Masa-masa kampanye Indonesia di PBB itu, diakui Retno, perjuangan yang "berdarah-darah". Lobi-lobi ke banyak pihak tidak hanya dilakukan para diplomat Kemlu, tetapi juga oleh banyak pihak yang memiliki jaringan atau hubungan baik dengan negara tertentu.
Bahkan, pada bulan-bulan terakhir Retno dan para diplomat seakan berkantor di PBB. Retno juga harus sering bepergian ke berbagai negara demi memperoleh dukungan. "Di satu pojokan gedung PBB, kita seperti punya kantor. Dan waktu itu banyak sekali orang Indonesia di PBB karena semua sibuk melobi,” ujarnya.

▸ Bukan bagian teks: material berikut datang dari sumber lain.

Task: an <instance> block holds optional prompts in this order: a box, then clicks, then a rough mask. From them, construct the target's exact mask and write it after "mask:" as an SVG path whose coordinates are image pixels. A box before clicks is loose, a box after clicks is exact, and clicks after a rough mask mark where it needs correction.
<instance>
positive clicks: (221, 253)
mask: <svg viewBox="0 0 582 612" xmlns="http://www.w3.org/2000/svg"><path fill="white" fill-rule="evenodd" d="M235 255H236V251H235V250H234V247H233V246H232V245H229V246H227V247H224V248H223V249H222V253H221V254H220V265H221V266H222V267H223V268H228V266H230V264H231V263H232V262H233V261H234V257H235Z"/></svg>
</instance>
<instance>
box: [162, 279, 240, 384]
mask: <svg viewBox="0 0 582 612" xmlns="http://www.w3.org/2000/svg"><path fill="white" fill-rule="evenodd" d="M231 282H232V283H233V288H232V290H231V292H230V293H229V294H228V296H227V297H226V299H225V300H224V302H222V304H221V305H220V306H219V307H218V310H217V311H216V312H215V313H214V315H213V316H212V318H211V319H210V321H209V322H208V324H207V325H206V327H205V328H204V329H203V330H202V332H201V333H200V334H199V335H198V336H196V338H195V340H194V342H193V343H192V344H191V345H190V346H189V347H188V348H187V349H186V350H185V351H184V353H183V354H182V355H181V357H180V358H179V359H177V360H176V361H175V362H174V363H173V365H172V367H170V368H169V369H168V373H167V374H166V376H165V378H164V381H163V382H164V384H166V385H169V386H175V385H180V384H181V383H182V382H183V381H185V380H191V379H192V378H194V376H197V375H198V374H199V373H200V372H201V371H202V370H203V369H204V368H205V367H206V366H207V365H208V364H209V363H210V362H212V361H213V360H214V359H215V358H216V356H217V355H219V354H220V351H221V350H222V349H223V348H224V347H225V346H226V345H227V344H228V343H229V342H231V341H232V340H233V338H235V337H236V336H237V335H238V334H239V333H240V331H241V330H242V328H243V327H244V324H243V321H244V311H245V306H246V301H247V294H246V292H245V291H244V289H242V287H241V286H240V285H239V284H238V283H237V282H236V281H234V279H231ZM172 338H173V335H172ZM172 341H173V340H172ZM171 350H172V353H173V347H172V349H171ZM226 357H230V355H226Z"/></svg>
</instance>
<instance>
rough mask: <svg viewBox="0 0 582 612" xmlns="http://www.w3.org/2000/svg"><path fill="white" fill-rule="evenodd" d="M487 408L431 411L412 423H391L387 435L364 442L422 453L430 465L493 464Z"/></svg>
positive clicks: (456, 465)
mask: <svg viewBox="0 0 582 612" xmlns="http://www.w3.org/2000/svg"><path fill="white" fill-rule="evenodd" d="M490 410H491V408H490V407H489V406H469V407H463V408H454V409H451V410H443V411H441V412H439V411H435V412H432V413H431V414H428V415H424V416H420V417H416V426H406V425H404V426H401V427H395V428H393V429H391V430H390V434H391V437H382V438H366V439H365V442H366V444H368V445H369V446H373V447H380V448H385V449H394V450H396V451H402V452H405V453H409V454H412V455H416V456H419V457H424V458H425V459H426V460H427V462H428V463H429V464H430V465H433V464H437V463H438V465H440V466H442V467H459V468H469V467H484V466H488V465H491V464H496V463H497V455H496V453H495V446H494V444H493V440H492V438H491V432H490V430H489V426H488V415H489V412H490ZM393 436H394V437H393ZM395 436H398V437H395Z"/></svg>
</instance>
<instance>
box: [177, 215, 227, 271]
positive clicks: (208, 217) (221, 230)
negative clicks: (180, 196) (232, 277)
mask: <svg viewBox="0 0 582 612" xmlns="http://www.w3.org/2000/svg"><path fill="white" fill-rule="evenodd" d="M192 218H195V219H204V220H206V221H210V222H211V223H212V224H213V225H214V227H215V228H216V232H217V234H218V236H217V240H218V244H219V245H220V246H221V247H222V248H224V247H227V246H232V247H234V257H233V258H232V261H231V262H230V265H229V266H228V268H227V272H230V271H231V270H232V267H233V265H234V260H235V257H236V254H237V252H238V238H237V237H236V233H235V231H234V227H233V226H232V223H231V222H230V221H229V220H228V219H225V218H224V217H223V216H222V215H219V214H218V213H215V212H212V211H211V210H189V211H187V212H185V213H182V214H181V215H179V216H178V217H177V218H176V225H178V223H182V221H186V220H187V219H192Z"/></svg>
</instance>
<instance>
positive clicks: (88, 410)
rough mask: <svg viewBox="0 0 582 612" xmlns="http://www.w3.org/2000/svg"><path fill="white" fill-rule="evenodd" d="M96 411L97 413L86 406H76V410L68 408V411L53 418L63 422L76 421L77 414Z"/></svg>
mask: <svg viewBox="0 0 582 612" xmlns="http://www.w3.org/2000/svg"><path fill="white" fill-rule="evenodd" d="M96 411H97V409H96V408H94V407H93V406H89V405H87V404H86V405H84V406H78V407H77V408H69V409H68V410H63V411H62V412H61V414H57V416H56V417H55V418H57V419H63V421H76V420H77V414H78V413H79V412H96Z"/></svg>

Dalam isu lain, salah seorang di belakang layar dalam sejumlah perundingan dan perjanjian Indonesia adalah Damos Dumoli Agusman, lulusan Fakultas Hukum Universitas Padjadjaran tahun 1987. Ia koki yang meracik detail klausul perjanjian yang siap dihidangkan di meja perundingan. Diplomat seperti Damos bertanggung jawab menyusun rancangan perjanjian dan menegosiasikannya di meja perundingan.
Diplomat plus pengacara
Damos saat ini menjabat Direktur Jenderal Hukum dan Perjanjian Internasional Kementerian Luar Negeri. Ia bercerita, diplomat tak hanya memerlukan ketrampilan sebagai diplomat, tetapi juga butuh ketrampilan pengacara. "Tidak cukup skill diplomat saja atau pengacara saja. Dua skill ini harus dikawinkan," ujarnya.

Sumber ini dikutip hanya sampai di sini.